BC 2001 Fencing Team poses on — appropriately – the library steps. Freshman Paul Taylor is at left end of second row.
“I had a really nice feeling about Boston College, right from the beginning,” he said. “Not many places would do that for some random person walking in the door. I liked that the department was small, and you could get to know the professors. And it was that way with the Classics Department. I had taken Latin before BC and wanted to continue with it.”
Paul compiled a perfect 4.0 grade point overage over four years in his dual major of physics and classics. He is the first Boston College student to be named a Rhodes Scholar. At graduation he received the Edward H. Finnegan, S.J. Award, the school’s highest academic honor and the only one awarded university-wide.
A native of Elm Grove, Wisconsin, Paul discovered fencing while at a summer camp in Milwaukee. In high school he played basketball and baseball. But he flourished with the swordsmanship learned mostly from a Russian-speaking immigrant named Boris Shepsulevich. It made for “interesting communications,” as Paul describes it.
Boston College teammates elected him captain in both his junior and senior years. But all along the way he had been a leader anyway. As a freshman, recalled that year’s captain Greg Shea, Paul quickly took the top spot among the trio of fencers competing in foil.

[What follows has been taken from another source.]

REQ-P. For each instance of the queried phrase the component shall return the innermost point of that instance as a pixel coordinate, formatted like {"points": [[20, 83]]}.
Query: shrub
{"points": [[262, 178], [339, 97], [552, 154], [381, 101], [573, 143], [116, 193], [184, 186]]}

“I was shocked at how talented he was. A lot of guys have swagger coming in. But he took advice very well, and you never knew how much better he was than everybody else. He had a quiet confidence,” said Greg.
Haynes Ko earned a spot on the team during his junior year thanks to Taylor’s tutelage. He’d been in a recreation class that met before fencing practice, and he asked Taylor to teach him the sport. Paul stayed after practice regularly and schooled Ko in footwork and blade work. By the middle of junior year, Ko was the number-two fencer on BC’s saber unit.
While teammates looked up to Paul both in competition and in academics, not everyone was aware of his other passion: social services. He tutored BC students in calculus and physics and taught inmates at a youth detention facility. On most Sunday mornings, he volunteered at Haley House, a soup kitchen near Copley Square. He was Haley House Volunteer of the Year in 2003.
Paul became interested in astrophysics during a summer internship at the Smithsonian Astrophysical Observatory at Harvard. Astrophysics, like his college major physics, deals with calculations and simulations. Astronomy, on the other hand, is observational, a geography of the heavens. At Oxford he earned a doctorate in astrophysics, working on computer simulations of collapsing stars, testing progenitor conditions for gamma-ray bursts, a type of sidereal explosion.
After teaching a year at the African Institute for Mathematical Sciences (AIMS) near Capetown, Paul began postdoctoral work on functional magnetic resonance imagery (MRI). He is now concentrating on brain research with MRI, targeting both children exposed to fetal alcohol syndrome and people who have tested positive for HIV. He also teaches at AIMS facilities in South Africa, Ghana, and Senegal.